Finding a Conformal Function for Mapping D1 onto the Unit Disc D2

[skrat]

Homework Statement

Find conformal function that maps $D_1=\left \{ z;Re(z)>0,0<Im(z)<2\pi \right \}$ on to $D_2$ where $D_2$ is unit disc.

Homework Equations

The Attempt at a Solution

Ok, I haven't got any problems with conformal mapping but I have huge problems with function composition and I would need some help here...

Firstly, $f_1=e^z$ maps from $D_1$ into unit disc without $Re(z)>0$ axis, so to this object I now apply $f_2=\sqrt{z}$ which gives me upper half of unit disc (real exis not included!).

Now $f_3=\frac{z+1}{1-z}$ maps the upper unit disk into first quadrant. Applying $f_4=z^2$ extends my area on to upper half plane. Rotating it with $f_5=ze^{-i\pi /2}$ and again using Mobius transformation $f_6=\frac{i-z}{z+i}$ gives me that unit disk.

Now the question is of course what $f=f_6\circ f_5\circ f_4\circ f_3\circ f_2\circ f_1$?
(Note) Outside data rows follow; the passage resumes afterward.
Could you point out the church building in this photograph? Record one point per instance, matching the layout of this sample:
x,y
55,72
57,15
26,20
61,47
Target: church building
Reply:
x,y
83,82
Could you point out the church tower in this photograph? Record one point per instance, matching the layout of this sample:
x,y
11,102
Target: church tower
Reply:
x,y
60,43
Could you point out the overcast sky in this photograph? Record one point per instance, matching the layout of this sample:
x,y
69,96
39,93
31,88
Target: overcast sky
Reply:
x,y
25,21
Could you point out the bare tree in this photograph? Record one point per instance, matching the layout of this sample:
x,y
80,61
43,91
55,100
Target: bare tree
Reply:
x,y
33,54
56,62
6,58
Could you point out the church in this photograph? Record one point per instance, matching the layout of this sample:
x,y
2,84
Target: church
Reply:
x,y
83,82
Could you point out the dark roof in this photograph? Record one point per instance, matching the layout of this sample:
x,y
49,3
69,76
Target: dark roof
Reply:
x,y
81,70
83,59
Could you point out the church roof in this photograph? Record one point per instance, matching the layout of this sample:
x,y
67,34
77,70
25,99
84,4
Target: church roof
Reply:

Does it even make any sense to do that?

 

[Fredrik]

Homework Statement

Find conformal function that maps $D_1=\left \{ z;Re(z)>0,0<Im(z)<2\pi \right \}$ on to $D_2$ where $D_2$ is unit disc.

Homework Equations

The Attempt at a Solution

Ok, I haven't got any problems with conformal mapping but I have huge problems with function composition and I would need some help here...

Firstly, $f_1=e^z$ maps from $D_1$ into unit disc without $Re(z)>0$ axis,

$f_1(1+i\pi)=e^{1+i\pi}=e^1 e^{i\pi}= -e$ is not in the unit disc.

 

[skrat]

Of course not. It even doesn't have to be.

There is a typo in my original post. Instead of $D_1=\left \{ z;Re(z)>0,0<Im(z)<2\pi \right \}$ it is $D_1=\left \{ z;Re(z)<0,0<Im(z)<2\pi \right \}$